As soon as Karl opened the door to the apartment, he knew something was wrong. There was a horrible smell, for a start, and he could hear his auntie speaking angrily in Russian in the living room. Then he noticed the newspapers spread all over the floor, decorated with little brown currants and round damp patches. He didn’t have to wonder what had been pooping and peeing all over his home for long though, because just as he closed the front door behind him, two fluffy little lambs ran into the hall.

“Baaa!” said the lambs. “
Baaaaaaaaaaa!

Auntie Nat was following close behind, bending over the lambs and offering them food from a bowl with
DOG
written on the side.

“Ah, Karl!” Auntie Nat looked at him with a big smile. “At last, I have poodles. Puppies. Bargain from Internet.”

“Baaaaaa!” said the “puppies” together, more loudly than ever.

“This one,” said Auntie Nat, pointing to the larger lamb, “is Bitzi, and the other one, little one, is Bobo.”

Karl nodded.
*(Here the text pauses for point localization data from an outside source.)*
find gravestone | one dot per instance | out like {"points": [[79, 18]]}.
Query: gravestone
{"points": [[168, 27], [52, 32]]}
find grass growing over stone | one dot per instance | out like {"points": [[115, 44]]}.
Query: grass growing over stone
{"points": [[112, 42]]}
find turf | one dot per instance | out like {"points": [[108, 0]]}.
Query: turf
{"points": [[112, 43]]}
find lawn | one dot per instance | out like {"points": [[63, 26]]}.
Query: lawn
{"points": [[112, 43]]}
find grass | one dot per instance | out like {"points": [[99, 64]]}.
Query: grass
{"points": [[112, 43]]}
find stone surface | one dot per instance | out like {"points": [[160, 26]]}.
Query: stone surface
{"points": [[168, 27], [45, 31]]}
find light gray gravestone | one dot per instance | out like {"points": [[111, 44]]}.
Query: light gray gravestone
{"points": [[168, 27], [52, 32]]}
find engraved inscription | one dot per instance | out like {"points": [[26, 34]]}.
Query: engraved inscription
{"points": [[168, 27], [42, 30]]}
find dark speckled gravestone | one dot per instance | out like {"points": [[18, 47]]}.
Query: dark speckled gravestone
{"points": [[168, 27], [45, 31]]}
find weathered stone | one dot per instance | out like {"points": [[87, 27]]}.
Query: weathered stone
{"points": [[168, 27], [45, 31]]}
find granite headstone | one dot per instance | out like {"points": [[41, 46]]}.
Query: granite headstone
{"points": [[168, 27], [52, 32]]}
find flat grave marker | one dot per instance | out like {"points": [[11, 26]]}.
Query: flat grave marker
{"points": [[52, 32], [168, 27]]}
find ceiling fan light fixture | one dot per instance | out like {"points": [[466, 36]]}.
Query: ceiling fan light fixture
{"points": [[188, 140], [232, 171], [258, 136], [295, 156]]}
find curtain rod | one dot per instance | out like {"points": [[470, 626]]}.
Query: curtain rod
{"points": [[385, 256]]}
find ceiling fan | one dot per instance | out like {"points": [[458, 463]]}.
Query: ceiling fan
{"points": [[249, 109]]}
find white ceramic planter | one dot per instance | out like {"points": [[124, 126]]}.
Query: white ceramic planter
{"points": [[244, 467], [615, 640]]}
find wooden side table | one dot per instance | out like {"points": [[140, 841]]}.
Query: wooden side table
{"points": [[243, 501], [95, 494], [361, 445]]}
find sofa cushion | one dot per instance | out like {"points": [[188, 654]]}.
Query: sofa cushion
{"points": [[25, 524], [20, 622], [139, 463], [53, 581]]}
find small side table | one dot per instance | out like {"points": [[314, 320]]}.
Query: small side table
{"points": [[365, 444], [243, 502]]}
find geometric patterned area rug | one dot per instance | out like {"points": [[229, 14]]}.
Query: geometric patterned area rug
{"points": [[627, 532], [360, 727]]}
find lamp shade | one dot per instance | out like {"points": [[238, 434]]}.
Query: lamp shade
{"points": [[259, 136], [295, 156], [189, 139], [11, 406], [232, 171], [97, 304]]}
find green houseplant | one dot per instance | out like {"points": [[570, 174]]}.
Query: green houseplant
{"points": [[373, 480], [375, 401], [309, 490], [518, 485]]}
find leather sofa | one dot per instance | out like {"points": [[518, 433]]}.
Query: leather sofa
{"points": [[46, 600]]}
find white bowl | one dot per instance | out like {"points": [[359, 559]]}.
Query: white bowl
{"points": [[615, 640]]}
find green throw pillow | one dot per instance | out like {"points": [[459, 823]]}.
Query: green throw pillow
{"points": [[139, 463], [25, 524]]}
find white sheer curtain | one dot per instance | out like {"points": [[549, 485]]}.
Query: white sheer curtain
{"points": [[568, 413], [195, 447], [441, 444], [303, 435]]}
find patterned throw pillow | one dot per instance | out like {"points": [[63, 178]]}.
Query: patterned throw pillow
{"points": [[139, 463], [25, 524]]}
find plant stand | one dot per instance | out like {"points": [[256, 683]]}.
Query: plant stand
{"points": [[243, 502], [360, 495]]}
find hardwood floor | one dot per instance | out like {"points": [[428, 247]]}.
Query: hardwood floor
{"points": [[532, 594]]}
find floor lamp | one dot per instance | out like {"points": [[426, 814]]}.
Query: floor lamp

He didn’t know what to say. Auntie Nat waved the dog bowl around.

“I get puppy food,” she said, “but they don’t like.” Auntie Nat’s beaming smile faded. “If they don’t eat, they die,” she said. Suddenly she looked almost as forlorn as the lambs.

“Don’t worry, Auntie,” said Karl, finding his voice at last, “I’ll figure it out.”

The baby bottles were the easy part. Mr. Khan’s corner shop had them hanging up behind the counter, next to the aspirin and Band-Aids. Karl chose two. But what to put
in
the bottles was much trickier.

He spent ages looking at the cartons of milk in the cooler. There was skim, low-fat, and organic — but none of them were sheep’s milk. He peered into the freezer, but saw nothing that seemed to have anything to do with sheep apart from a package of frozen lamb chops.

When he got to the checkout, one of Mr. Khan’s nephews was at the register.